Q. I have a question for you that I’ve asked many others about and have never gotten a real answer.
Where and in what manner did Jesus draw the line between “turning the other cheek” and standing up for oneself?
I mean, if I break into your house, kill your dog and child, rape your wife, and attempt to slit your throat, I don’t think the first words out of your mouth would be “I know you are struggling with sin and I’m praying for you”. Granted this is an extreme case.
I know Jesus said that we are to submit to authority. But does that mean any and all authority no matter from whence it cometh? What If that authority can proclaim its “power” only through deception, illegitimacy, ignorance of the people, or fiat decree? i know you’re well versed in the insidious goings on in this country and world and you know all the alphabet soup gangs just make everything up as they go along and if the law happens to accidentally support their position so much the better.
So when am I required to stand up for myself or family and when am I supposed to “just get over it, Jesus is coming soon and in the end, it’ll all come out in the wash anyway.”
A. First of all, let’s remember that the Lord did not condone violations of the law, nor did He argue against using legal remedies to receive justice.
Second, He never advised us against self defense or defense of our families. A slap on the face in no way equates with an attempt on our life or the lives of those we’ve sworn to protect. Giving someone the opportunity to slap us again is an act of courage that will usually defuse a potentially contentious situation.

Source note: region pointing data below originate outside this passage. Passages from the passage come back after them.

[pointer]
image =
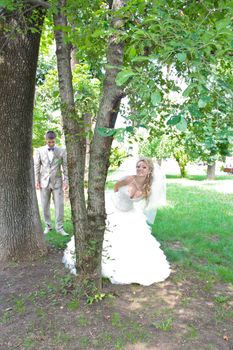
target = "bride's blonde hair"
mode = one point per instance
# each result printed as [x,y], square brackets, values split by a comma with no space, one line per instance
[149,179]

The next admonition in Matt. 5:38-42 was if someone sued them for one garment, they should volunteer a second one as well. And the one to “go the extra mile” came from the Roman soldier’s right, if he asked them directions, to require them to walk up to one mile with him. This was to prevent the Jews from intentionally giving the soldiers wrong directions. Jesus said in effect, instead of resenting the soldier for asking them to go one mile, they should volunteer to go two.
The lesson in all these cases is to willingly give more than is demanded. This turns a “have-to” into a “want-to”, (we don’t harbor anger or resentment over something we’ve done willingly) and gives us the victory rather than our oppressor.
And remember, all this was said in the greater context of storing up treasure in heaven and trusting the Lord to provide for things on earth. (Matt. 6:25-34) We don’t mind giving away our possessions or lending money we may not get back if we truly believe that the Lord will replace what we’ve given. That’s not the same as having to “get over it.”
If you think that He was telling us to lay down and roll over whenever any one asks, you’ve missed the point of the passage. He was giving us the way to live lives of peace and plenty.
As far as submission to legally constituted authority, the Bible says we are to obey the laws of that authority. All governments are set up by God (Romans 13:1) and He will hold its leaders accountable. For example, even though He gave His people Israel into the hands of the Babylonians, He punished Babylon for treating them too harshly. (Isaiah 47:6-7)
The only exception to this general rule that I can find is when the government forbids the free worship of God, or requires you to worship another. Daniel 2 & 6 and Acts 4 seem to condone civil disobedience in that case.